"Même si ce n’est qu’une petite contribution, je veux que chacun puisse produire son électricité grâce à la terre qui l’entoure"
Étincelant dans la nuit, à mi-pente d’une colline au Japon, le laboratoire expérimental "Ku-An", qui ressemble à une serre, est éclairé par de l’électricité produite à partir de 1 500 caisses en bois remplies de terre et de compost.
Le designer Satoshi Nakagawa affronte les sceptiques depuis longtemps, mais il est convaincu que la technologie alimentant les 800 LED a un rôle à jouer pour résoudre le casse-tête énergétique de l’humanité. À défaut, elle offre au moins un joli spectacle et pousse les gens à réfléchir.
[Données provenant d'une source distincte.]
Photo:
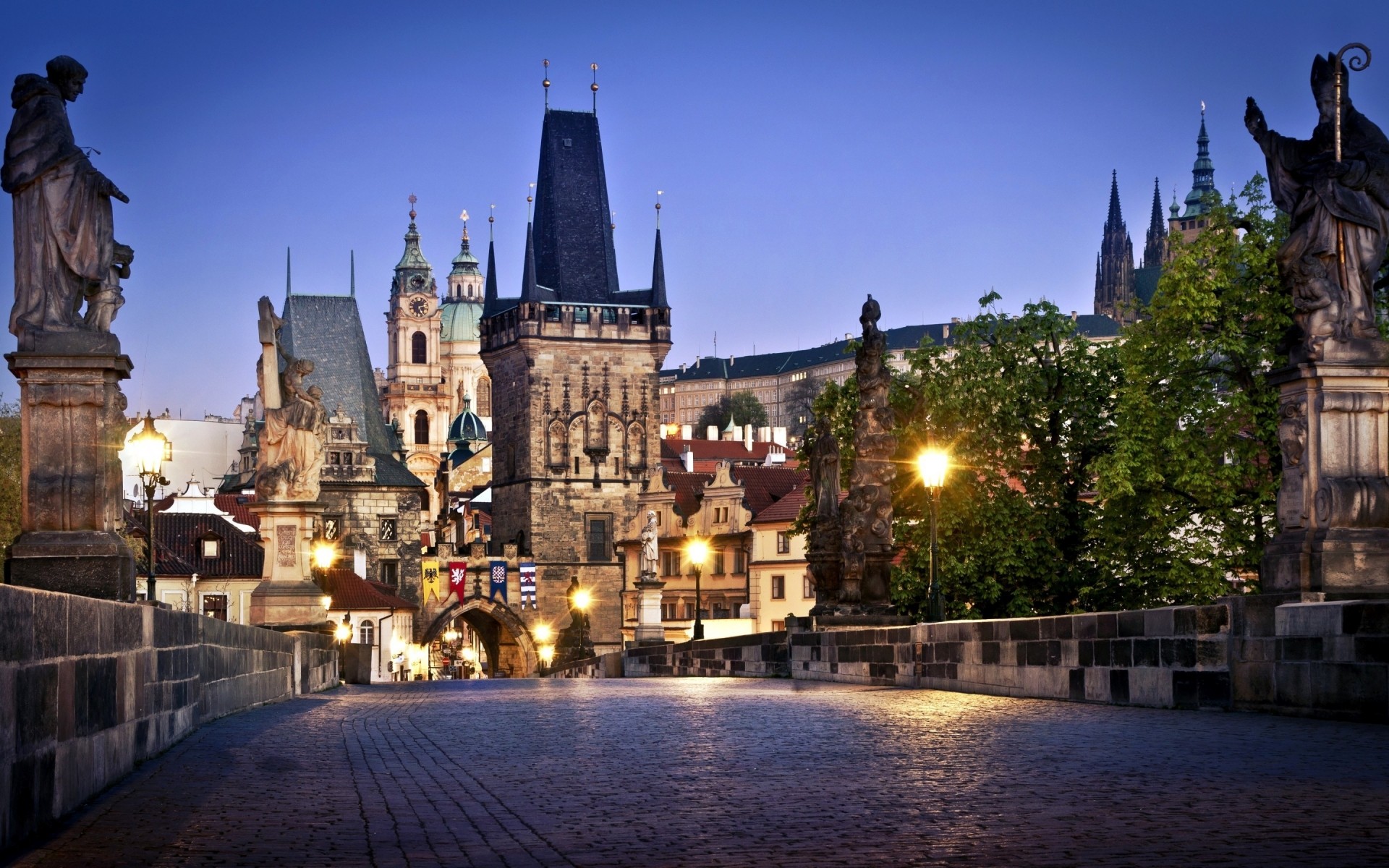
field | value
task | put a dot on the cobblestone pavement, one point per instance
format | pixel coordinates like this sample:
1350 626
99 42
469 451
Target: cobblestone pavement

"À mesure que la population se rapproche des 10 milliards, les enjeux énergétiques deviendront aussi cruciaux que les enjeux alimentaires", explique Nakagawa, directeur général du cabinet de design Tripod Design. "Même si ce n’est qu’une petite contribution, je veux que les gens puissent produire leur propre électricité en utilisant la terre qui les entoure", confie le designer et ingénieur japonais de produits à l’agence de presse AFP.
Sites isolés et exploitations agricoles pourraient tirer parti de cette technologie
À 72 ans, il affirme avoir été le pionnier de la "micropower collection" (MPC), une technique qui permet de capter de minuscules filets de courant électrique à partir de tout, du vin à la baguette.
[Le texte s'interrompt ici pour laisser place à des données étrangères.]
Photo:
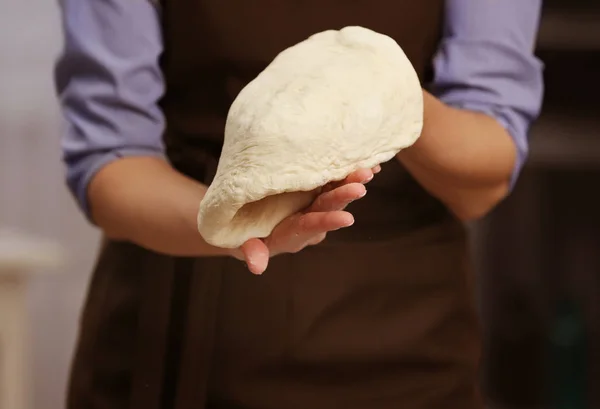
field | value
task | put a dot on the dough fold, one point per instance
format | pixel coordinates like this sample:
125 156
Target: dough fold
334 103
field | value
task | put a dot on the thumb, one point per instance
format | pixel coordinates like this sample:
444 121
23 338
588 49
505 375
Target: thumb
256 255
Son système repose sur le même principe que la pile voltaïque, première batterie électrique au monde délivrant un courant continu, inventée en 1799 par Alessandro Volta. Il consiste à insérer des électrodes faites de matériaux comme le zinc et le cuivre dans des substances contenant de l’humidité ou des ions, puis à récupérer les petits courants électriques, faibles mais continus.
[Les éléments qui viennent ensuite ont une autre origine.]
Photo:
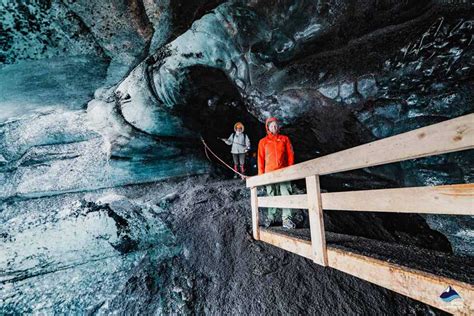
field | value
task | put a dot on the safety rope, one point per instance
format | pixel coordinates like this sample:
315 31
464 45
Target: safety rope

À portée de vue de "Ku-An", la structure vitrée qu’il a installée dans la ville reculée de Hitachi-ota, se trouve "Lu-An", inaugurée l’an dernier. Elle utilise plus de 2 000 cylindres en plastique remplis de terre et de compost pour produire 100 watts, de quoi alimenter un cuiseur de riz et d’autres appareils.
Nakagawa explique que cette technologie pourrait être utilisée, par exemple, dans des lieux dépourvus d’électricité, notamment après des catastrophes naturelles. Elle pourrait aussi fournir suffisamment d’énergie à des dispositifs hors réseau peu gourmands, comme des capteurs pour détecter les dégâts causés aux cultures par les nuisibles, les rivières en crue, les glissements de terrain ou même des systèmes d’alarme anti-intrusion.
Une fois installée, cette technologie ne produit pas de dioxyde de carbone et, contrairement à d’autres énergies renouvelables comme le solaire ou l’éolien, elle ne dépend pas des conditions météorologiques, souligne Nakagawa.
Les critiques estiment que la micropuissance n’est "pas pratique"
Parmi les prototypes figure un "stand-alone node", une sorte de borne alimentée par la terre qui permet de transmettre des données à un satellite.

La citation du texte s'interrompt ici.